Alexander-Reid told the Blade on Wednesday in a statement that her office will “continue facilitating the Violence Prevention and Response Task Force (VPART) alongside community organizations and leaders doing violence prevention and survivor support work in the District.”
She said that on behalf of all D.C. residents, “we send our deepest sympathies to the family of the victim of this violent attack. Everyone deserves to feel safe in our city regardless of who they are or love.”
But her statement did not say whether she knows why one or more of the groups participating in VPART did not file a community impact statement to the judge in the case of defendants Christina and Christopher Lucas.
The LGBT groups that make up VPART also have not said whether they have asked D.C. police why the Oct. 19, 2013 attack against the gay victim by the Lucas siblings was not publicly disclosed until the two defendants were convicted in D.C. Superior Court on May 8, 2015.
In a statement released to the Blade on Wednesday, U.S. Attorney spokesperson William Miller said his office worked diligently and aggressively to prosecute the case against the Lucas siblings.

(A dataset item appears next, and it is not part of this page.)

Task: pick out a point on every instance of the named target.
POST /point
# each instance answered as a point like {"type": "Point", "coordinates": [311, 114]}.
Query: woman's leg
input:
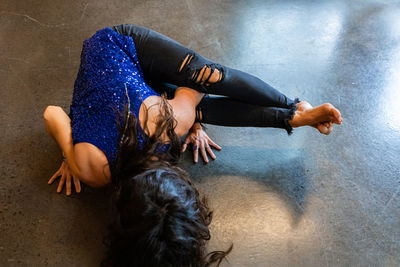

“The jury delivered a powerful verdict finding both Christopher and Christina Lucas guilty of aggravated assault while armed with a bias enhancement for the beating,” he said. “The jury found that at least one of the reasons that the victim was attacked was because he is a gay man.”
Miller added, “Reflecting on the seriousness of the offense, the U.S. Attorney’s Office filed a nine-page sentencing memorandum that sought a sentence of 180 months for each defendant on this charge, at the very high end of the Court’s voluntary sentencing guidelines.”